Schematic diagram illustrating the mutated residues in nAchR subunits that confer insecticide resistance. Natural and lab-derived insecticide resistance in Drosophila often develops from amino acid substitutions (red dots) in a single nAchR subunit. Because these resistance-endowing mutations are found at varied locations in the mature protein, it is believed that resistance occurs via multiple mechanisms. Some, such as the Ser221 depicted in the framed panel on the left, directly interfere with the action of competitive agonists, like the neonicotinoids, at the ligand-binding site (Image taken from Shimada et al., 2020). In contrast, others are more distal and likely indirectly impact nAchR functions by modulatory activities (^aHomem et al., 2020; ^bIhara et al., 2014; ^cPerry et al., 2008; ^dSomers et al., 2015; ^eHikida et al., 2018; ^fShimada et al., 2020; ^gZimmer et al., 2016).

FIGURE 3

Physiological responses towards nAchR-mediated cholinergic neurotransmission. Schematic diagram illustrating the three types of physiological events which occur through nAchR-mediated cholinergic signaling. nAchR activation at the postsynaptic density results in rapid depolarization of the postsynaptic cell, increasing the probability of an action potential and signal propagation to downstream circuit components (Lee and O’Dowd, 1999). Slower, secondary changes are initiated by secold messenger systems and through integration with incoming inhibitory synaptic transmission as well as neuromodulatory input (Su and O’Dowd, 2003; Campusano et al., 2007; Kuehn and Duch, 2013).

FIGURE 4

Transcriptional and post-transcriptional mechanisms regulating nAchRs’ expression, maturation, synaptic integration and activity. Drosophila central neurons control the production and activity of nAchRs through distinct steps by integrating regulatory influences exerted by presynaptic activity or the internal state of the animal. A simplified illustration of potential events and current molecular findings related to the transcriptional and posttranslational regulation of nAchRs is shown.

FIGURE 5

Endogenous Dα6 expression pattern is revealed by endogenous tagging approach. Top: A knock-in Trojan-Gal4 gene trap in the Dα6 locus driving mCD8::GFP (white) expression.
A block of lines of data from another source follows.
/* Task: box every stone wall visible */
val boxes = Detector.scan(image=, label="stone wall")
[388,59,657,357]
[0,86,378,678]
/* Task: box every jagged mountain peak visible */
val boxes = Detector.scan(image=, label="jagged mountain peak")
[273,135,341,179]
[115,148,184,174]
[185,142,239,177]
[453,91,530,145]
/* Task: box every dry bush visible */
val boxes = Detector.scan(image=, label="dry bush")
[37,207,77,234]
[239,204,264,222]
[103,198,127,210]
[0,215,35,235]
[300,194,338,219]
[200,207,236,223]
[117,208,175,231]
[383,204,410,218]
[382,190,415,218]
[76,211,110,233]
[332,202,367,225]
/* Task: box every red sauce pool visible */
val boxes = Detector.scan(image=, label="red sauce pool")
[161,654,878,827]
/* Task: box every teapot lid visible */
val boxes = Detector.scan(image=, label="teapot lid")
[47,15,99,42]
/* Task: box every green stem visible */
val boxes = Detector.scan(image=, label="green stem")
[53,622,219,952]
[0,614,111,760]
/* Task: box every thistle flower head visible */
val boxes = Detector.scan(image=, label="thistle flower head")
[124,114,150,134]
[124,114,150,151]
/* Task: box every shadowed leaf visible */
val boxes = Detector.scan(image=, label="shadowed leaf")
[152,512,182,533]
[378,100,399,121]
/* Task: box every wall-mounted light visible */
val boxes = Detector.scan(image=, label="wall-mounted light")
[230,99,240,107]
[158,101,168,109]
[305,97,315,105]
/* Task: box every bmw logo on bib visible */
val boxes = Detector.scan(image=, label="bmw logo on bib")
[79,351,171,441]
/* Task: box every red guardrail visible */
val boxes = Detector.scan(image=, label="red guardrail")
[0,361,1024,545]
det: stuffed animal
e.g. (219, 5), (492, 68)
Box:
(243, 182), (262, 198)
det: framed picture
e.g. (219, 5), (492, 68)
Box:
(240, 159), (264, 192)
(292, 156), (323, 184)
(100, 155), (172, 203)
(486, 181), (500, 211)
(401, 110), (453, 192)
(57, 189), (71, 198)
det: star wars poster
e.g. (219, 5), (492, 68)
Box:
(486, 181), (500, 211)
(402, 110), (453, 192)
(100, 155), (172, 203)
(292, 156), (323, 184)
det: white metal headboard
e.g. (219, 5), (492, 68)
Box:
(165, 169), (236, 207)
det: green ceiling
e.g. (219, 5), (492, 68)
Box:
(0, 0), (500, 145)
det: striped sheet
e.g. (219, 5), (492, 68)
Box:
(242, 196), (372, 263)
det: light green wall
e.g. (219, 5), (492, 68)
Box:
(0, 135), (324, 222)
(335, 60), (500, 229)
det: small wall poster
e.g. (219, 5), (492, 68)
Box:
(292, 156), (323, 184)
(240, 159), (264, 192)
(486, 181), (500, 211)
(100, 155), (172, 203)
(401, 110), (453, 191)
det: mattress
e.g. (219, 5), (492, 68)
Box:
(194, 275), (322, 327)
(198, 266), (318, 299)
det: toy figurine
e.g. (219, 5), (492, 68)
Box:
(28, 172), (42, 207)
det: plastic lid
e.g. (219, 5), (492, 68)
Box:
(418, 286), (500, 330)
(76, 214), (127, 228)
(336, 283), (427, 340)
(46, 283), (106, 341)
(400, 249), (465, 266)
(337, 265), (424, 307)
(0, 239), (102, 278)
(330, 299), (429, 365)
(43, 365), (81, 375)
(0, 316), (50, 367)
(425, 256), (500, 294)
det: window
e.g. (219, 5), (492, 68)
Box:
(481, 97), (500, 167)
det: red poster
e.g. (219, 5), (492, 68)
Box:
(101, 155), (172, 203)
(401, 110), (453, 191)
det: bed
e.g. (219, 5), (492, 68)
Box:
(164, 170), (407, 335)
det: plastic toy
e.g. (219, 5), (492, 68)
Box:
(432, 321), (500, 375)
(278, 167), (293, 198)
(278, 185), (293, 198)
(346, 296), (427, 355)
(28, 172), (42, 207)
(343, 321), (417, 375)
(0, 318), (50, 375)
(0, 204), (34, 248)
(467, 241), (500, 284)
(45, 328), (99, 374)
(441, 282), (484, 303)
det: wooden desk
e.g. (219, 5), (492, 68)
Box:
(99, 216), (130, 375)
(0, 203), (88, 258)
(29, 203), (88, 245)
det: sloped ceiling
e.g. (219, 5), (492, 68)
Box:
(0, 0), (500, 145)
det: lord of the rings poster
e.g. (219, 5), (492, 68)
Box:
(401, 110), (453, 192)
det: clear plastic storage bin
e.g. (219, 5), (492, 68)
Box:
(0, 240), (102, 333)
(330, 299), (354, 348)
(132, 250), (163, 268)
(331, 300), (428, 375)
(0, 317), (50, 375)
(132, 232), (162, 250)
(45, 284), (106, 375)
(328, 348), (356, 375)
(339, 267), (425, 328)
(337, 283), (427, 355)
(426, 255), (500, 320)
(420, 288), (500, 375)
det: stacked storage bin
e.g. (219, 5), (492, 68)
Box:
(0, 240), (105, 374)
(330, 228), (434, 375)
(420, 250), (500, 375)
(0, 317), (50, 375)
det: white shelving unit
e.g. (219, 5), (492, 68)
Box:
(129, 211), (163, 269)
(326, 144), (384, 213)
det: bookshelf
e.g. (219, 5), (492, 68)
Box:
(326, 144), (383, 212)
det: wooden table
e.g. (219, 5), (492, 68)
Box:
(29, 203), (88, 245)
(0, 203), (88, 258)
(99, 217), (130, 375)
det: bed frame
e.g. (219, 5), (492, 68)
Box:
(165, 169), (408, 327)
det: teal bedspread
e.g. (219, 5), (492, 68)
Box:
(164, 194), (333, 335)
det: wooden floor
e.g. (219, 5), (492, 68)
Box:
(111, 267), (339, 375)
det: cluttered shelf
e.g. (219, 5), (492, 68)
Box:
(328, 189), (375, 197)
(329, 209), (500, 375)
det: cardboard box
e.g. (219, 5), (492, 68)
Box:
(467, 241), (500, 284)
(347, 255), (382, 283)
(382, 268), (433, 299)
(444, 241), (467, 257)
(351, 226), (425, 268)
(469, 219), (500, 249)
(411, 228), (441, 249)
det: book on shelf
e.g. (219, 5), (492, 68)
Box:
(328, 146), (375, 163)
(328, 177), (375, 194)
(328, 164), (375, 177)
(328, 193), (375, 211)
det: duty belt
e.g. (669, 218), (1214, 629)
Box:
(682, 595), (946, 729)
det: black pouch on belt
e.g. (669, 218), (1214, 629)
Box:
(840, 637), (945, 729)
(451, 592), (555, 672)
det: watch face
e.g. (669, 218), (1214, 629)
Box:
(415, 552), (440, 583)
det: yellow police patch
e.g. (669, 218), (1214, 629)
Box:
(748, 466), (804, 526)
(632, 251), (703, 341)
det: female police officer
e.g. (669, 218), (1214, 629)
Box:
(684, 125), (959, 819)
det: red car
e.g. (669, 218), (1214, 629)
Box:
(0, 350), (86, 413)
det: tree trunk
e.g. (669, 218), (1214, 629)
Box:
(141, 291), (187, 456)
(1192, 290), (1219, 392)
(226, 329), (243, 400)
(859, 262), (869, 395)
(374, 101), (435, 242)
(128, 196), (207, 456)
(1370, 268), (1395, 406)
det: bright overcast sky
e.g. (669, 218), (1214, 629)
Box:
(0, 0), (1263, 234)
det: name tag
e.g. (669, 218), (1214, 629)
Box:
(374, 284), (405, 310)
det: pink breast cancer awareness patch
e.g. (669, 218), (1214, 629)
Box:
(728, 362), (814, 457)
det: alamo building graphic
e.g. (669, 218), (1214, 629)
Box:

Bottom: anti-HA antibody staining on a CRISPR/Cas9 engineered Dα6::HA allele (white). Both methods reveal similar staining profiles in the third instar brain lobe. Right panels: Magnified views of brain regions proximal to the ventral lateral neurons (LNvs)(green). Both samples show the positive labeling of the larval optic lobe pioneer neurons (IOLPs, arrowhead) (Taken from Rosenthal et al., 2021).